About this Collection
This online presentation, California Gold: Northern California Folk Music from the Thirties, comprises 35 hours of folk music recorded in 12 languages representing numerous ethnic groups and 185 musicians. It includes sound recordings, still photographs of the performers, drawings of folk instruments, and written documentation from a variety of European ethnic and English- and Spanish-speaking communities in northern California in the 1930s.
This New Deal project was organized and directed by folk music collector Sidney Robertson Cowell for the Northern California Work Projects Administration. Sponsored by the University of California, Berkeley, and cosponsored by the Archive of American Folk Song (now the American Folklife Center archive), this undertaking was one of the earliest ethnographic field projects to document European, Slavic, Middle Eastern, and English- and Spanish-language folk music in one region of the United States.
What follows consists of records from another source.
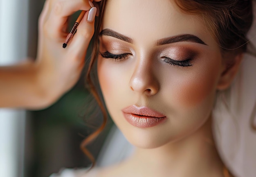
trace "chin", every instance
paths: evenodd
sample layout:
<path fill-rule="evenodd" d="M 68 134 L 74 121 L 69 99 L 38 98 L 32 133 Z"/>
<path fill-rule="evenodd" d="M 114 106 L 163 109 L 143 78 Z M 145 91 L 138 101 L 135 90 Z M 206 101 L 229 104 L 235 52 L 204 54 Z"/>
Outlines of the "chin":
<path fill-rule="evenodd" d="M 146 129 L 135 128 L 137 129 L 132 131 L 130 129 L 127 132 L 125 130 L 122 131 L 128 141 L 139 148 L 157 148 L 175 141 L 175 140 L 170 138 L 169 134 L 165 133 L 164 131 L 162 131 L 160 130 L 161 129 L 162 130 L 161 127 Z M 123 130 L 122 129 L 120 129 Z"/>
Cowell had hopes that it would provide a prototype for a national folk music collecting effort. With this, the scope of the project was broad, in ethnographic terms, and went well beyond the actual sound recordings. Photographs of the musicians in performance were made, as were scale drawings and sketches of some of the musical instruments. Among other things, a detailed check-list and a catalog of index cards were compiled for the recordings and research was done on the songs recorded. Fieldnotes were kept regarding the context of the performance and the background of the music and instruments, recorded on "Yellow Song Check-Lists" by WPA staff and on the dust jackets of the acetate discs by Cowell as recordings were being made.
In the transcriptions of text, capitalization and spelling reflect that of the original documentation. Sidney Robertson Cowell was not familiar with some of the languages that she recorded and her spelling is approximate. Where the text was illegible, bracketed question marks represent the number of words that cannot be interpreted; e.g., "[???] while he [??]" means "[three unintelligible words] while he [two unintelligible words]." Where a good guess could be made, the word and a question mark have been placed in brackets, e.g., [malversation?]. Corrections are being made as research continues on this collection.
The still photographs in this collection were made by Sidney Robertson Cowell, WPA staff photographers, J. L. Hall, John Bateman, and possibly others. The originals are housed variously in the Archive of Folk Culture, American Folklife Center, Library of Congress; the Music Division, Library of Congress; or in the Music Library collections at the University of California, Berkeley. The blueprint drawings and pencil on butcher block paper sketches were made by WPA draftsmen Jos. H. Handon, G. McCarthy, and possibly others. The originals are housed in the Music Library collections at the University of California, Berkeley.
This collection provides a remarkable survey of living folk musical traditions found in Northern California during the late 1930s and 1940 in a wide variety of musical styles. It includes the folk music of immigrants who arrived in the United States from the turn of the century through the 1920s, American popular songs current from 1900 through 1940, not to mention old California songs from the gold-rush era and before, old medicine show tunes, San Francisco Barbary Coast songs, and ragtime.